ITSC 2025 Paper Abstract

Paper TH-LM-T28.3

Liu, Weimin (Tsinghua University), Wang, Wenjun (Tsinghua University), Meng, Joshua Huadong (UC Berkeley)

Enhancing Self-Supervised Surround-View Fisheye Depth Estimation with Road Geometry and Foreground Semantics

Scheduled for presentation during the Regular Session "S28a-Multi-Sensor Fusion and Perception for Robust Autonomous Driving" (TH-LM-T28), Thursday, November 20, 2025, 11:10−11:30, Stradbroke

2025 IEEE 28th International Conference on Intelligent Transportation Systems (ITSC), November 18-21, 2025, Gold Coast, Australia

This information is tentative and subject to change. Compiled on October 18, 2025

Keywords Deep Learning for Scene Understanding and Semantic Segmentation in Autonomous Vehicles, Advanced Sensor Fusion for Robust Autonomous Vehicle Perception, Sensor Integration and Calibration for Accurate Localization in Dynamic Road Conditions

Abstract

Surround-view depth estimation is crucial for autonomous driving, enabling comprehensive 3D perception using camera-based systems. While recent self-supervised methods have reduced reliance on LiDAR by learning from multi-view pinhole images, these approaches overlook the fisheye-based surround systems widely adopted in passenger vehicles for near-field perception. Fisheye cameras introduce strong distortion and a different geometric interpretation of depth, posing significant challenges to existing frameworks. To address this gap, we propose SFDNet, a self-supervised depth estimation baseline for surround fisheye cameras. To alleviate data scarcity, data augmentation was conducted by changing the viewing direction of fisheye cameras.
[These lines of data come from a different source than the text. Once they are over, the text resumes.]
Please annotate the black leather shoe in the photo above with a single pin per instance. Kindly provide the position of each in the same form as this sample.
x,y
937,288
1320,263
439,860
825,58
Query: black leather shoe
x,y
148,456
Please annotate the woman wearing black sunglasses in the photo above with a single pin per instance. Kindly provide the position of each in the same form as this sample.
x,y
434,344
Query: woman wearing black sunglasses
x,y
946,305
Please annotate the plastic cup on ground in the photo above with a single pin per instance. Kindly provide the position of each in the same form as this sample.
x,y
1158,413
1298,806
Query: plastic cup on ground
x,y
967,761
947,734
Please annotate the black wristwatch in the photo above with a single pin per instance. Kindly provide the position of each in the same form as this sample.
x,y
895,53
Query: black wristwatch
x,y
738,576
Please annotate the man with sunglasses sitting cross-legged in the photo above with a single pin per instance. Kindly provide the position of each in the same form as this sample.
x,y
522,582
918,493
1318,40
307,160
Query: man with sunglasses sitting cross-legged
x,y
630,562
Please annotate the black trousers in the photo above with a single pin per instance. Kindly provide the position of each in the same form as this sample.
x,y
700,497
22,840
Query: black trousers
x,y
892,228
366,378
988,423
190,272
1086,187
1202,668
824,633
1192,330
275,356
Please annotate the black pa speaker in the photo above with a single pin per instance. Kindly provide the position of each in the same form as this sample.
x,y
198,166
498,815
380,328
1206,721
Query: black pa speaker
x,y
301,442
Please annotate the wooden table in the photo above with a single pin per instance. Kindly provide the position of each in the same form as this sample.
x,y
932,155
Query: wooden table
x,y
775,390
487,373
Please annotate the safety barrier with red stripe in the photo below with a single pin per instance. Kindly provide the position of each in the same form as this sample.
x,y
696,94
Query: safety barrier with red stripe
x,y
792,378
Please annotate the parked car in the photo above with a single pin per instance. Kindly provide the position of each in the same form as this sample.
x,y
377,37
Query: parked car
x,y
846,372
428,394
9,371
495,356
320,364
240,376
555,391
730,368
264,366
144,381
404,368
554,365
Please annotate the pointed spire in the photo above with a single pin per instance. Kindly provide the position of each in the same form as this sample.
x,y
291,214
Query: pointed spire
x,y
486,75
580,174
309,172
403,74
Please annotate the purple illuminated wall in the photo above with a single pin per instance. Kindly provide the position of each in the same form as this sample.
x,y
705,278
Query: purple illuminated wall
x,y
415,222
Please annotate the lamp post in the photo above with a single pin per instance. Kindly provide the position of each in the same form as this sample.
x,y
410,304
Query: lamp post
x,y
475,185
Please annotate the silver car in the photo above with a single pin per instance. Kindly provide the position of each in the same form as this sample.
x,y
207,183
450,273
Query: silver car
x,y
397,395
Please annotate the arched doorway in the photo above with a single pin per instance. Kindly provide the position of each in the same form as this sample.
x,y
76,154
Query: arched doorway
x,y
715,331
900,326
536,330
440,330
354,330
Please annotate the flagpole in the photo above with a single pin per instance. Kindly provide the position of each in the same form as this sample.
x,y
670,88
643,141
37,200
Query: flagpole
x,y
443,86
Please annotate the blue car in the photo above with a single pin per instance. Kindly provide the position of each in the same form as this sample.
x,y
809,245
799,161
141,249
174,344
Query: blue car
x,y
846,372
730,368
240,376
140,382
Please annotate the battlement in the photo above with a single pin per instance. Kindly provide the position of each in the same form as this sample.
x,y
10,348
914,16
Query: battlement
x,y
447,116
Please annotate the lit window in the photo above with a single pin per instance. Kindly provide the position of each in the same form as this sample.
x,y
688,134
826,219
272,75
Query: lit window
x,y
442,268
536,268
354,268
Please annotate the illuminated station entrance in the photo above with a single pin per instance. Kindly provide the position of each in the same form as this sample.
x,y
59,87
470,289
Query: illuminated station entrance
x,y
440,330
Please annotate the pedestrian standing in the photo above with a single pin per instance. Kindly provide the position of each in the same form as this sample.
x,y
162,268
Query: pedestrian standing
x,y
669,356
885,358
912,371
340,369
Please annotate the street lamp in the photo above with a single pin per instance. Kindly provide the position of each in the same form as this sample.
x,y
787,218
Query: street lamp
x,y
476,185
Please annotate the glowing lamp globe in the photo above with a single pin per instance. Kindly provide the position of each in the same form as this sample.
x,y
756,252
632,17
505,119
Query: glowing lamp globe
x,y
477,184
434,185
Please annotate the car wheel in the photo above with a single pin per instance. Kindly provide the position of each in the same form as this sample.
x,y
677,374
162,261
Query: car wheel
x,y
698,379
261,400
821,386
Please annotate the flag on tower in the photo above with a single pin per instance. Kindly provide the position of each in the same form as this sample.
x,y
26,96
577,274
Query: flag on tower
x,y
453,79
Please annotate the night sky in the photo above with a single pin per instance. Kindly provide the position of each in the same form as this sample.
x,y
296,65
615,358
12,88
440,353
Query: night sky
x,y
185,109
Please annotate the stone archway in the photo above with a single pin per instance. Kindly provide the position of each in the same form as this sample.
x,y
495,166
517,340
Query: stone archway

Furthermore, we propose a novel temporal warping approach that incorporates indirect ego-motion estimation within view synthesis. In addition, we leverage geometric and semantic cues from road surfaces and foreground structures to enhance depth prediction accuracy. Experiments on the calibrated SynWoodScape dataset validate the effectiveness of SFDNet across diverse viewing perspectives. The proposed method is expected to address limitations of LiDAR sensors such as self-shadowing and near-field blind spots, offering more complete and reliable depth perception in close-range urban scenarios.